Como se viu horas depois, o ataque final foi infrutífero, e o presidente da República inaugurou a emissora. As "pressões de bastidores" perderam o peso que tinham nos tempos em que a Globo era capaz de arquitetar resultados eleitorais e guiar ações do Congresso.

Programas em baixa

São visíveis os sinais de que o público depende menos da Globo para se informar e se distrair. A debandada atinge novelas (carro-chefe da audiência global), futebol (sobretudo seleção brasileira), seriados, atrações semanais (como Linha Direta, Fantástico e Esporte Espetacular) e a programação da manhã.

Do primeiro ao último capítulo, Paraíso Tropical – que foi ao ar até sábado (29/9) – teve média geral de 42,8 pontos. Entre as "novelas da 8" que a emissora exibiu nesta década, trata-se do segundo pior desempenho – o típico "fiasco de público". Não atingiu a meta mínima de 45 pontos, estipulada pela Globo. Mais inferior ainda foi a sucessora, Duas Caras, que teve a pior estréia da década, com 40,3 pontos no primeiro capítulo – e caiu mais quatro pontos no capítulo seguinte.

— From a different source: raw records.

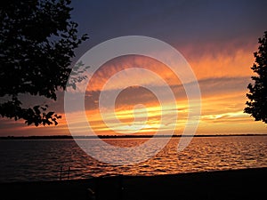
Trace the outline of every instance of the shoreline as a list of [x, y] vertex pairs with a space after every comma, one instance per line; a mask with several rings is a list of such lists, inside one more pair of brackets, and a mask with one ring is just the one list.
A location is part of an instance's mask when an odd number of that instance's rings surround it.
[[[97, 136], [76, 136], [76, 139], [138, 139], [138, 138], [152, 138], [154, 135], [99, 135]], [[181, 138], [181, 137], [251, 137], [251, 136], [267, 136], [266, 134], [206, 134], [206, 135], [158, 135], [154, 138]], [[69, 140], [73, 139], [71, 135], [47, 135], [47, 136], [0, 136], [1, 140]]]
[[[155, 176], [0, 183], [4, 199], [260, 199], [267, 167]], [[93, 199], [93, 198], [92, 198]]]

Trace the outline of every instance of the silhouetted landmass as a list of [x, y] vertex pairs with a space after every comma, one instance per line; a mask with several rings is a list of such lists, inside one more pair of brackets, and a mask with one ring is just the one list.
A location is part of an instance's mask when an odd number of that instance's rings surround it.
[[267, 168], [0, 184], [5, 200], [263, 199]]
[[[180, 138], [180, 137], [237, 137], [237, 136], [267, 136], [267, 134], [209, 134], [209, 135], [99, 135], [97, 136], [76, 136], [76, 139], [134, 139], [134, 138]], [[6, 136], [0, 140], [69, 140], [71, 135], [47, 135], [47, 136]]]

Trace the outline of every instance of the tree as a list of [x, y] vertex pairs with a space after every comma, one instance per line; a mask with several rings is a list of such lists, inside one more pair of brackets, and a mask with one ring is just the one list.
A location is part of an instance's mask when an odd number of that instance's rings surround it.
[[71, 72], [78, 36], [70, 19], [70, 0], [1, 1], [0, 115], [29, 125], [57, 124], [48, 105], [23, 108], [20, 94], [57, 100]]
[[254, 53], [255, 63], [251, 69], [257, 74], [252, 76], [254, 84], [249, 84], [249, 92], [247, 97], [247, 108], [244, 112], [250, 114], [255, 121], [263, 121], [267, 124], [267, 31], [263, 38], [259, 38], [258, 51]]

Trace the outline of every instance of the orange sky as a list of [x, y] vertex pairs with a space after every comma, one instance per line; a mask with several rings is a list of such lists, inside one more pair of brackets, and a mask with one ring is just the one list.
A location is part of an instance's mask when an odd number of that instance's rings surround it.
[[[224, 133], [266, 133], [267, 126], [262, 122], [255, 122], [252, 117], [243, 113], [245, 108], [247, 85], [253, 75], [250, 67], [254, 62], [253, 52], [257, 45], [251, 45], [247, 49], [232, 49], [231, 53], [222, 51], [215, 55], [208, 54], [205, 51], [194, 56], [190, 46], [185, 46], [182, 52], [191, 66], [201, 90], [201, 118], [197, 134], [224, 134]], [[207, 49], [210, 47], [207, 47]], [[175, 105], [167, 105], [164, 109], [160, 108], [157, 97], [144, 87], [125, 88], [117, 96], [116, 100], [116, 116], [121, 120], [120, 124], [114, 122], [113, 116], [109, 108], [106, 108], [107, 124], [103, 124], [98, 110], [98, 95], [100, 90], [107, 80], [125, 68], [145, 68], [158, 74], [172, 88], [175, 93], [176, 106], [178, 108], [178, 120], [176, 123], [176, 134], [181, 134], [187, 121], [188, 105], [187, 97], [180, 80], [174, 76], [172, 71], [164, 64], [143, 56], [125, 56], [109, 60], [94, 74], [92, 81], [87, 85], [85, 98], [85, 108], [88, 121], [92, 129], [99, 134], [114, 134], [114, 131], [131, 133], [154, 133], [159, 125], [164, 124], [164, 130], [170, 131], [170, 122], [161, 122], [161, 112], [172, 116], [172, 110]], [[122, 74], [124, 75], [124, 74]], [[138, 73], [127, 74], [115, 79], [107, 90], [117, 90], [124, 88], [124, 83], [129, 78], [135, 79], [140, 76]], [[153, 78], [142, 78], [144, 85], [160, 87]], [[168, 100], [166, 100], [168, 102]], [[62, 103], [62, 101], [61, 102]], [[54, 103], [57, 105], [57, 103]], [[138, 104], [146, 107], [135, 108]], [[57, 107], [55, 107], [57, 108]], [[59, 109], [61, 110], [61, 109]], [[61, 112], [61, 111], [60, 111]], [[26, 126], [23, 122], [13, 122], [2, 119], [5, 125], [1, 127], [1, 135], [53, 135], [69, 134], [64, 114], [63, 119], [60, 120], [58, 126], [34, 127]], [[111, 118], [110, 118], [111, 117]], [[133, 127], [130, 125], [134, 121]], [[83, 132], [80, 127], [79, 112], [74, 114], [73, 124]], [[12, 127], [12, 128], [11, 128]], [[113, 131], [111, 130], [113, 129]], [[133, 131], [134, 130], [134, 131]], [[134, 131], [135, 130], [135, 131]], [[85, 133], [86, 134], [86, 133]]]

"A comparação das audiências regionais da Globo evidencia que a novela da oito, líder na média nacional e nas principais capitais, não é uma unanimidade", explicou Daniel Castro na Folha de S.Paulo. Segundo o jornalista, Paraíso Tropical teve "rejeição nas cidades do interior" – situação com que poucas vezes a Globo teve de lidar.

Malhação é outro exemplo de programa global em queda livre. Na média, foram 32 pontos em 2004, 31 em 2005, 29 em 2006 e apenas 25 em 2007 (janeiro a setembro). O despencar da atração levou a Globo a antecipar o final da temporada de janeiro para novembro.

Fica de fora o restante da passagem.